Домна Осиповна подняла, наконец, голову.
– Вот видишь, как несправедливы все твои обвинения, - сказала она.
– Я с этим мужиком разговаривала о делах моих, по которым у меня хлопотать некому, кроме меня самой.
– Нет-с, вы мало что разговаривали с ним, вы с ним любезничали, чокались бокалами!.. Удивляюсь, как брудершафт не выпили!
– Нельзя же с человеком, говоря о каком-нибудь деле своем, говорить грубо.
– Вы никак не должны были с ним говорить!.. Он хоть человек не глупый, но слишком неблаговоспитанный! Если у вас есть с ним какое-нибудь дело, то вы должны были поверенного вашего послать к нему!.. На это есть стряпчие и адвокаты.
– Но я никого из этих адвокатов не знаю.
– В таком случае извольте мне поручить ваши дела и расскажите, в чем они состоят; я буду с Хмуриным разговаривать за вас.
Предложение это смутило Домну Осиповну. Она не хотела, чтобы Бегушев подробно знал ее состояние, и обыкновенно говорила ему только, что она женщина обеспеченная.
– Не хочу я тебя беспокоить моими делами, - возразила она.
– Ты сам говоришь, что мы не должны обременять друг друга ничем и что пусть нас связывает одна нравственная привязанность!
Говоря это, Домна Осиповна, будто бы от жару, сняла свои букли и распустила немного косу и расстегнула несколько пуговиц у платья. Маневром этим она, видимо, хотела произвести приятное впечатление на Бегушева и достигнула этого.
– Посмотри, пожалуйста!
– воскликнул он.
– Не в тысячу ли раз ты в этом виде прелестнее, чем давеча была?
– Неужели же я растрепанная лучше, чем одетая?
– спросила Домна Осиповна.
– Гораздо, потому что природа у тебя прекрасная, но вкуса нет.
Домна Осиповна при этом опять покраснела.

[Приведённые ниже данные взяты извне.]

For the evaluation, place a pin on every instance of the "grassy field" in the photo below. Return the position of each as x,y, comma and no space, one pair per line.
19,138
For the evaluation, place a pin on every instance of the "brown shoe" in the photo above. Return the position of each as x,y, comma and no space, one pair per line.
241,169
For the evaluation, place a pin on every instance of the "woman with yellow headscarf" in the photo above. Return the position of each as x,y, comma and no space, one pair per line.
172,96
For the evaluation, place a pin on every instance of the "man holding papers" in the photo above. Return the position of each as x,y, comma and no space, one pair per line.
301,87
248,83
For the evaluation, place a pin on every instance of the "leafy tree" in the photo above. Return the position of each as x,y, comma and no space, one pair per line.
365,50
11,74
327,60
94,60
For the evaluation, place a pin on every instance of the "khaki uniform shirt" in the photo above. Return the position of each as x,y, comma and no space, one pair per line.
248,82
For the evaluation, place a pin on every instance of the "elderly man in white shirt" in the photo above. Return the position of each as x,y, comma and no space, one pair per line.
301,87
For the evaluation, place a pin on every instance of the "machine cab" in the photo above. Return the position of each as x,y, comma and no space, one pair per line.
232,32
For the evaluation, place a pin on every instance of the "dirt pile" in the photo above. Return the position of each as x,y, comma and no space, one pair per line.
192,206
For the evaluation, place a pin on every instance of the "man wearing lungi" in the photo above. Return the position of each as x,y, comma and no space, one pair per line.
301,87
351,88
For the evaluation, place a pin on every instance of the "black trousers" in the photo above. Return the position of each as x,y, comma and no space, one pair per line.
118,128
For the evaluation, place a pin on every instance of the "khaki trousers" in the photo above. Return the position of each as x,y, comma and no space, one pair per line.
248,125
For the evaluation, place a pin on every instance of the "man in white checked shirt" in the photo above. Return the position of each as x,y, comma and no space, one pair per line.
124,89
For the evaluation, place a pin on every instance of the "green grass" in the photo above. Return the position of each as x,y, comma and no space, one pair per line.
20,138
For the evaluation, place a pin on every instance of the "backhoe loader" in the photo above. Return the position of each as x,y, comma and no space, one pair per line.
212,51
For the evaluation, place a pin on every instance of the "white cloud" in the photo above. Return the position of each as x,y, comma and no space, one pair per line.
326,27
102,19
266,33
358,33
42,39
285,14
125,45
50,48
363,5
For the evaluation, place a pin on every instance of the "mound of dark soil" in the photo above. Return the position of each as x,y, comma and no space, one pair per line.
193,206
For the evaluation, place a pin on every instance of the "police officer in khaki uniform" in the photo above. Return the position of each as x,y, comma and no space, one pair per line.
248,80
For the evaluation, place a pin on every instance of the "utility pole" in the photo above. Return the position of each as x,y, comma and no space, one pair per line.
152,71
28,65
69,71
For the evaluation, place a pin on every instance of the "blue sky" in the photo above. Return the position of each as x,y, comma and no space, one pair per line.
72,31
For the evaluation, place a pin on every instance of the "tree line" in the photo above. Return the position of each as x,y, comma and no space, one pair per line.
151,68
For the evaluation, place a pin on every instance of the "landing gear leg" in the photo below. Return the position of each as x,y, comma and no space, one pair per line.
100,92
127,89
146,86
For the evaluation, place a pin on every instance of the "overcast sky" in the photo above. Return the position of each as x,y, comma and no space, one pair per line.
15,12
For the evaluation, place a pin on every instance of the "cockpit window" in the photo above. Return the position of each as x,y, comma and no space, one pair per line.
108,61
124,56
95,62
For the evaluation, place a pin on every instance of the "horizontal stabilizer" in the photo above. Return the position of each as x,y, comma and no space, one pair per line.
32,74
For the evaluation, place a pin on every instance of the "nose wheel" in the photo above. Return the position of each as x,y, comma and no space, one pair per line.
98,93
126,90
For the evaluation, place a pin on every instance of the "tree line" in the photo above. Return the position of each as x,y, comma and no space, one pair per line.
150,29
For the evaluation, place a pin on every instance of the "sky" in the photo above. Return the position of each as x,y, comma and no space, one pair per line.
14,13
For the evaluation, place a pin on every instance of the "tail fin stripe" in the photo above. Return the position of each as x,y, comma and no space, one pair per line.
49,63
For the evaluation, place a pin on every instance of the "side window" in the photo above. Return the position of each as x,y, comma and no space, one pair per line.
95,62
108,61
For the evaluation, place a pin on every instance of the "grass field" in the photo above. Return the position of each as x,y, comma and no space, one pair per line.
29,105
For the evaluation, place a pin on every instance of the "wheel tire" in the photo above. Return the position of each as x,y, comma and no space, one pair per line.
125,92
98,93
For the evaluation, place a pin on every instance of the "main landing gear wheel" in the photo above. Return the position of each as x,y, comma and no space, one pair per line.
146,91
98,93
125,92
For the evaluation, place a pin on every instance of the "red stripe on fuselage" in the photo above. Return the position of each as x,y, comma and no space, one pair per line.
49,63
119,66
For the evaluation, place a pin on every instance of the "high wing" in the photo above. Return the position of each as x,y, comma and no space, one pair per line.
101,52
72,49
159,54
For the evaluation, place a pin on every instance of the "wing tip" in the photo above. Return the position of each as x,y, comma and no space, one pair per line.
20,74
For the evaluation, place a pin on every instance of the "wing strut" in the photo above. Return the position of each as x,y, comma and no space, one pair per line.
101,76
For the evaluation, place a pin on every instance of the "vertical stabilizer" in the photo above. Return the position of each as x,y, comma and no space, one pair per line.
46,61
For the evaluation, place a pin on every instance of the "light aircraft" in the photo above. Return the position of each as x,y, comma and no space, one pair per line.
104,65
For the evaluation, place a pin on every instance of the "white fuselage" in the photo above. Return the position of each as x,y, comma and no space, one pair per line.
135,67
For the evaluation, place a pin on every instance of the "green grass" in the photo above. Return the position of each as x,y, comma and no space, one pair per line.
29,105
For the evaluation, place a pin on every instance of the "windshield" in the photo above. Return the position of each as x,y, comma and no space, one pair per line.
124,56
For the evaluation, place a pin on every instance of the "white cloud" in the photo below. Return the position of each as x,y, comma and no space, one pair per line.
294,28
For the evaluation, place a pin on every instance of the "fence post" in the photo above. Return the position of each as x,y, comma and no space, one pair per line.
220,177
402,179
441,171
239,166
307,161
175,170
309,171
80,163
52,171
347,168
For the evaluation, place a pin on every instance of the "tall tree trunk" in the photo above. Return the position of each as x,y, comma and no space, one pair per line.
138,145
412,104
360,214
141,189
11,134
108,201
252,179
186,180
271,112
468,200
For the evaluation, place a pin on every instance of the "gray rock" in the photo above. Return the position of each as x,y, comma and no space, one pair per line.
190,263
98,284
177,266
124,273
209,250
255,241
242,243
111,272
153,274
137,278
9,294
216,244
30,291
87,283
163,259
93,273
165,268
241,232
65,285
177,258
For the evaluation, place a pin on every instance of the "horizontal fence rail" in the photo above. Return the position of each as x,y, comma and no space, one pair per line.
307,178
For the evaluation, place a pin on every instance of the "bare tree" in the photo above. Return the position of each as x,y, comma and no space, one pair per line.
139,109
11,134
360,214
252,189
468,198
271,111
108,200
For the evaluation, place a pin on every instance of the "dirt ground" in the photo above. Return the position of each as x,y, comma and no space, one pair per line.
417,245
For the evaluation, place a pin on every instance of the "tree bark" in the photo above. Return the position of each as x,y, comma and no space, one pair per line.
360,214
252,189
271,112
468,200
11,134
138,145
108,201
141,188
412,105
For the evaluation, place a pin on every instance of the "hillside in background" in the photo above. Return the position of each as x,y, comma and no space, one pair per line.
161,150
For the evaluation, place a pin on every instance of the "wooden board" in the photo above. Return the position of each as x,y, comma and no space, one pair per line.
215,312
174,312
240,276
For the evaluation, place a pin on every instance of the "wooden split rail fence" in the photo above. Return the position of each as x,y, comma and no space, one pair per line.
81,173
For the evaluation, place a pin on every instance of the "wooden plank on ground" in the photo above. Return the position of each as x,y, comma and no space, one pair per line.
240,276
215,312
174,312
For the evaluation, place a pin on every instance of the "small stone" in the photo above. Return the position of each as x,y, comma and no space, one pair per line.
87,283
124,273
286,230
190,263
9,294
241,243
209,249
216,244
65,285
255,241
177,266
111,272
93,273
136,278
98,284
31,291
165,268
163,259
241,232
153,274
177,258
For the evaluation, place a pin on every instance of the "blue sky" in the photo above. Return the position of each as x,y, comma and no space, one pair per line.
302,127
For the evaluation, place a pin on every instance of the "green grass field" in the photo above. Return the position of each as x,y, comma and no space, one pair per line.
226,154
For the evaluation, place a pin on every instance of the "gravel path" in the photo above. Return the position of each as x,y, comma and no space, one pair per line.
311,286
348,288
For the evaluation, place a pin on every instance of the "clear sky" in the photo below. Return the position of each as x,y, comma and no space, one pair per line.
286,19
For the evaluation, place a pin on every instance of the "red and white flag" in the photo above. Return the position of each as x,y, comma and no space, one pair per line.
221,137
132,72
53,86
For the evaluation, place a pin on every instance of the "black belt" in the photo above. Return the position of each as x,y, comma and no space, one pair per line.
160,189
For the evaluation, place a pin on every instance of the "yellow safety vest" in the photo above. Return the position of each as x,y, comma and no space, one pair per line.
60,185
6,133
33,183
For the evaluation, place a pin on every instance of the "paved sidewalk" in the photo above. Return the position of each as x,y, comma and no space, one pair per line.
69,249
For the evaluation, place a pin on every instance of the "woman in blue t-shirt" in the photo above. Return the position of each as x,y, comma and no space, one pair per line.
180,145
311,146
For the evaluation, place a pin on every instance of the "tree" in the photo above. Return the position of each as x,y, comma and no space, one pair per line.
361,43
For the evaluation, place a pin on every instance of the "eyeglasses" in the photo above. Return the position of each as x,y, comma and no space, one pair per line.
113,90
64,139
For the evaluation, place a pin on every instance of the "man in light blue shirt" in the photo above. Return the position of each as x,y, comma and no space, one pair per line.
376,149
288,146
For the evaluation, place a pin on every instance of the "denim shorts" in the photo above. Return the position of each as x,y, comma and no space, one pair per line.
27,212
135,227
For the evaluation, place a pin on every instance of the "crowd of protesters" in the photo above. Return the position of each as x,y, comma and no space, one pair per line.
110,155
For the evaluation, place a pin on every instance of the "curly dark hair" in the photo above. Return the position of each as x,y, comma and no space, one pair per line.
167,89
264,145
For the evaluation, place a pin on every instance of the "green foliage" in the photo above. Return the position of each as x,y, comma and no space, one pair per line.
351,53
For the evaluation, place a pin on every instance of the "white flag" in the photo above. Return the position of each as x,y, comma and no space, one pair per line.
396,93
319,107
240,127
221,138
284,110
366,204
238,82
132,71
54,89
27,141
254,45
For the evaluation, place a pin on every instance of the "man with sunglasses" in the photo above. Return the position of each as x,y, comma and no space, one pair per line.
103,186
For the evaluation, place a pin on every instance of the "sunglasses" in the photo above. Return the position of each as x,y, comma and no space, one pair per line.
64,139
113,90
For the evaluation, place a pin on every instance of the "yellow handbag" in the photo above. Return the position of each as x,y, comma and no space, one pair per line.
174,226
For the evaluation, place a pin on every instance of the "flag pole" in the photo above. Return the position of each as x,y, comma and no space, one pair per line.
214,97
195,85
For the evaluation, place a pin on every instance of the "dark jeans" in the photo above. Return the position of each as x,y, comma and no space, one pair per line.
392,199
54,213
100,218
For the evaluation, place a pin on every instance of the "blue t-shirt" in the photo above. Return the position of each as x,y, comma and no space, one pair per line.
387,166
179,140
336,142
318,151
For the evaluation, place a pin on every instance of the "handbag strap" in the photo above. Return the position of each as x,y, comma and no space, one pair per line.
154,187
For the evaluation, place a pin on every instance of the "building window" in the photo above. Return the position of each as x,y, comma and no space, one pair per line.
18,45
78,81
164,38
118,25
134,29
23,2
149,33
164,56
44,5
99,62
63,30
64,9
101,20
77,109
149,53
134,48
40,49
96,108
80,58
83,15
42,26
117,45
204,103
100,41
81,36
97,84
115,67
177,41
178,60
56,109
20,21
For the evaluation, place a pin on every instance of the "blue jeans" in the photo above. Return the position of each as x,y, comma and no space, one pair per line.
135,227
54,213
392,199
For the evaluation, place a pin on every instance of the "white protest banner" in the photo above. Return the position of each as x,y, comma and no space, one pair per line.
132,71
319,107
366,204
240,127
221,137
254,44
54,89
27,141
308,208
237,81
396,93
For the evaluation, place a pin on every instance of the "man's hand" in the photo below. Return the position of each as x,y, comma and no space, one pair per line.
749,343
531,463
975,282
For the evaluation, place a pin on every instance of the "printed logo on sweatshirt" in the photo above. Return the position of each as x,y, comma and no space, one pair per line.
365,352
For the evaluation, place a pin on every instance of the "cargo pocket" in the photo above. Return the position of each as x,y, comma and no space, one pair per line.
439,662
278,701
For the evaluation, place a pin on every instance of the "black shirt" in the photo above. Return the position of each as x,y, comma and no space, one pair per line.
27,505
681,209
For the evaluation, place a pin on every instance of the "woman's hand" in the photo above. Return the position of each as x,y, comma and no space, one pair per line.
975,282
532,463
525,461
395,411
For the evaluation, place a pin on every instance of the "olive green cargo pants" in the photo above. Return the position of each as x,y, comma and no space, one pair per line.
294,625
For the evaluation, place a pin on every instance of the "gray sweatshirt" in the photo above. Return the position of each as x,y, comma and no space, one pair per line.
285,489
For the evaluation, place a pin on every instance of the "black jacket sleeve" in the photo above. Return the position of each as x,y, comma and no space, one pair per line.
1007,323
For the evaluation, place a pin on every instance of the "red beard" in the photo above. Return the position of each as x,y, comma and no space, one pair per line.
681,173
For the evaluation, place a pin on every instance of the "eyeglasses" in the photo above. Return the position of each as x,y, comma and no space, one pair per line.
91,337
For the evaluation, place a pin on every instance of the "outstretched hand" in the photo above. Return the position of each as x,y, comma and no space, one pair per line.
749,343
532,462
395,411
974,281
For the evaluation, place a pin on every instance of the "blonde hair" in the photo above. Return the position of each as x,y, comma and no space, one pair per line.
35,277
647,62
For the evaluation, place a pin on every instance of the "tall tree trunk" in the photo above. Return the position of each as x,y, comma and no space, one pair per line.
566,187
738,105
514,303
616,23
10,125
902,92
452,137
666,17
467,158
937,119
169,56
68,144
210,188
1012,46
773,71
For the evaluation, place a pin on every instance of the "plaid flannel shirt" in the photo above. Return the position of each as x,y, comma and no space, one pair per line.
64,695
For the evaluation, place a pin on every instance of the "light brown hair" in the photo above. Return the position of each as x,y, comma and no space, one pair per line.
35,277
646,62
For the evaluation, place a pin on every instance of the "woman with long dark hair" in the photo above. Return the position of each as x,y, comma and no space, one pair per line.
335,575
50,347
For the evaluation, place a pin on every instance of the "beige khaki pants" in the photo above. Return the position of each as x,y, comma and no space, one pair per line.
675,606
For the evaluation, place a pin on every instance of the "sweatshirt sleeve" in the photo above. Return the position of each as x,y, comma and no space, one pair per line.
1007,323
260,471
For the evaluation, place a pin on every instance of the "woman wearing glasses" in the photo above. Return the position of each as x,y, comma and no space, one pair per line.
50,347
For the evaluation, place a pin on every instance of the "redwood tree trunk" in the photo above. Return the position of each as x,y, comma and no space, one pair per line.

– Ну хоть в таком виде люби меня. Ты не сердишься больше на меня? Скажи!
– говорила она, вставая и подходя к Бегушеву.
– Я не сержусь, но я огорчен!.. Я желал бы, чтобы ты была лучше всех в мире или, по крайней мере, умнее в каждом поступке твоей жизни.
– В таком случае учи меня, - продолжала Домна Осиповна, целуя его в лоб.
– Что же делать, если я такая глупенькая родилась на свет!
– Ты не глупенькая, а тебе надобно гувернантку хорошую нанять.